5 Stars 4 Stars 3 Stars 2 Stars 1 Star 4.5 from 122 reviews
  • Author: Lily
  • Prep Time: 15 minutes
  • Cook Time: 45 minutes
  • Total Time: 1 hour
  • Yield: 12 servings 1x
  • Category: Dessert
  • Method: Baking
  • Cuisine: American
  • Diet: Vegetarian

Description

This rich and moist Gingerbread Cake Recipe with Molasses offers a perfect balance of warm spices and deep molasses flavor, making it an ideal dessert for the holiday season or anytime you crave a comforting spiced treat.

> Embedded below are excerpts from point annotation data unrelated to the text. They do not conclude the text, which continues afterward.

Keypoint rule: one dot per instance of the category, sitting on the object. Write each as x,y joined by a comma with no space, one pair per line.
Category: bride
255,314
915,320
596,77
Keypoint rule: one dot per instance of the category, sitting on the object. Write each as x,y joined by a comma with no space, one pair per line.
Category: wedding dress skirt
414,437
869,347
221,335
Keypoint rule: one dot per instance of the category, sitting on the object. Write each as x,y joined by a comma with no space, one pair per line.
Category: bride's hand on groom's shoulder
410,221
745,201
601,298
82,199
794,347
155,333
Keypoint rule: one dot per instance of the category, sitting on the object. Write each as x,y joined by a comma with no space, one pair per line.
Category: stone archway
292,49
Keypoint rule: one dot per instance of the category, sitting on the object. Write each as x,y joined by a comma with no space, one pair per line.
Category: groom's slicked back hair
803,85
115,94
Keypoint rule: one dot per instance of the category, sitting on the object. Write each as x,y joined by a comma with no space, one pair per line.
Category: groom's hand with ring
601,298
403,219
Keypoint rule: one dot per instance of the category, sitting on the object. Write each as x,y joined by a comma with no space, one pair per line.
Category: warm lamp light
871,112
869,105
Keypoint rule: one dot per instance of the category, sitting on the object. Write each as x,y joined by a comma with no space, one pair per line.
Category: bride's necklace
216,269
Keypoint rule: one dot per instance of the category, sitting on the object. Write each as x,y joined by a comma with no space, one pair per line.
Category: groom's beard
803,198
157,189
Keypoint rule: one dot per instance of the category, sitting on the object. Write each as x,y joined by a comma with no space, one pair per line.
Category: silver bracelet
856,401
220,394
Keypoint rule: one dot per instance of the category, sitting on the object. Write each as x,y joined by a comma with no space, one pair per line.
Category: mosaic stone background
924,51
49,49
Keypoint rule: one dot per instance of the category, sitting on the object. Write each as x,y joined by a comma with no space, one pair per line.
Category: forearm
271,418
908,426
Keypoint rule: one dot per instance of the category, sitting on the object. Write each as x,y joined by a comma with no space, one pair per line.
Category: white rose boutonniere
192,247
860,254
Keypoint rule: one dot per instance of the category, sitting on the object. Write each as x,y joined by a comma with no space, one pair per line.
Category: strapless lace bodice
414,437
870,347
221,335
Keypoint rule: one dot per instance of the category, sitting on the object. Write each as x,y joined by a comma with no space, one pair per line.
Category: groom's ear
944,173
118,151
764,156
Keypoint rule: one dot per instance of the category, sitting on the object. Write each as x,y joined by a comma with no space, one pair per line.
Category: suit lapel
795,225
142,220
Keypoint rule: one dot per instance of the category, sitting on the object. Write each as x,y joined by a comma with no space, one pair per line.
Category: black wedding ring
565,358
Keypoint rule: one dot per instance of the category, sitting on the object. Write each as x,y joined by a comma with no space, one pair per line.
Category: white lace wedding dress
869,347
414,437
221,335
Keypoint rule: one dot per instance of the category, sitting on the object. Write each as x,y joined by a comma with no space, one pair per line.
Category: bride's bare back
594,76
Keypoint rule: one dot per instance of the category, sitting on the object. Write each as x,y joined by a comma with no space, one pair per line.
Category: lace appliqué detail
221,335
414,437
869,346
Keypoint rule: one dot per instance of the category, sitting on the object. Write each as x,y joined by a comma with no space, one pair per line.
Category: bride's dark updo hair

Enhanced with a tender crumb from applesauce and a hint of crystallized ginger, this cake is delicious served with whipped cream and caramel sauce.


Ingredients

Scale

Wet Ingredients

  • ½ cup granulated sugar
  • ½ cup unsalted butter, room temperature
  • 1 egg, lightly beaten
  • ½ cup unsweetened applesauce
  • 1 cup unsulfured molasses
  • 1 cup hot water

Dry Ingredients

  • 2 ½ cups all-purpose flour
  • 1 ½ teaspoons baking soda
  • 2 ½ teaspoons ground cinnamon
  • 2 teaspoons ground ginger
  • ¾ teaspoon ground cloves
  • ½ teaspoon salt

Optional Ingredients

  • ½ cup finely chopped crystallized ginger
  • Whipped cream for topping
  • Caramel sauce for topping

Instructions

  1. Preheat the oven: Preheat your oven to 350°F (175°C) and grease or line a 9×13 inch baking pan with parchment paper to ensure the cake doesn’t stick.
  2. Cream butter and sugar: In a large mixing bowl, cream together the unsalted butter and granulated sugar until light and fluffy, which takes about 3-4 minutes using a hand or stand mixer.
  3. Add egg, applesauce, and molasses: Beat in the lightly beaten egg, then mix in the unsweetened applesauce and molasses until fully incorporated, creating a smooth wet mixture.
  4. Combine dry ingredients: In a separate bowl, whisk together the all-purpose flour, baking soda, ground cinnamon, ground ginger, ground cloves, and salt to evenly distribute the spices and leavening agent.
  5. Mix dry and wet ingredients: Gradually add the dry ingredients to the wet mixture, alternating with the hot water, beginning and ending with the dry ingredients. Stir gently until just combined to keep the batter tender.
  6. Add crystallized ginger: If using, fold in the finely chopped crystallized ginger to add extra texture and bursts of spicy sweetness throughout the cake.
  7. Pour and bake: Pour the batter into the prepared pan and smooth the top with a spatula. Bake in the preheated oven for 40-50 minutes or until a toothpick inserted into the center comes out clean.
  8. Cool and serve: Allow the gingerbread cake to cool completely in the pan on a wire rack. Serve slices topped with whipped cream and drizzled caramel sauce if desired for an extra indulgent touch.

Notes

  • Make sure to use unsulfured molasses for the best flavor.
  • The applesauce adds moisture and helps keep the cake tender; do not skip it.
  • Allow the cake to cool completely before slicing to prevent crumbling.
  • The optional crystallized ginger adds a wonderful spicy zing but can be omitted if preferred.
  • Store leftover cake in an airtight container at room temperature for up to 3 days or refrigerate for up to a week.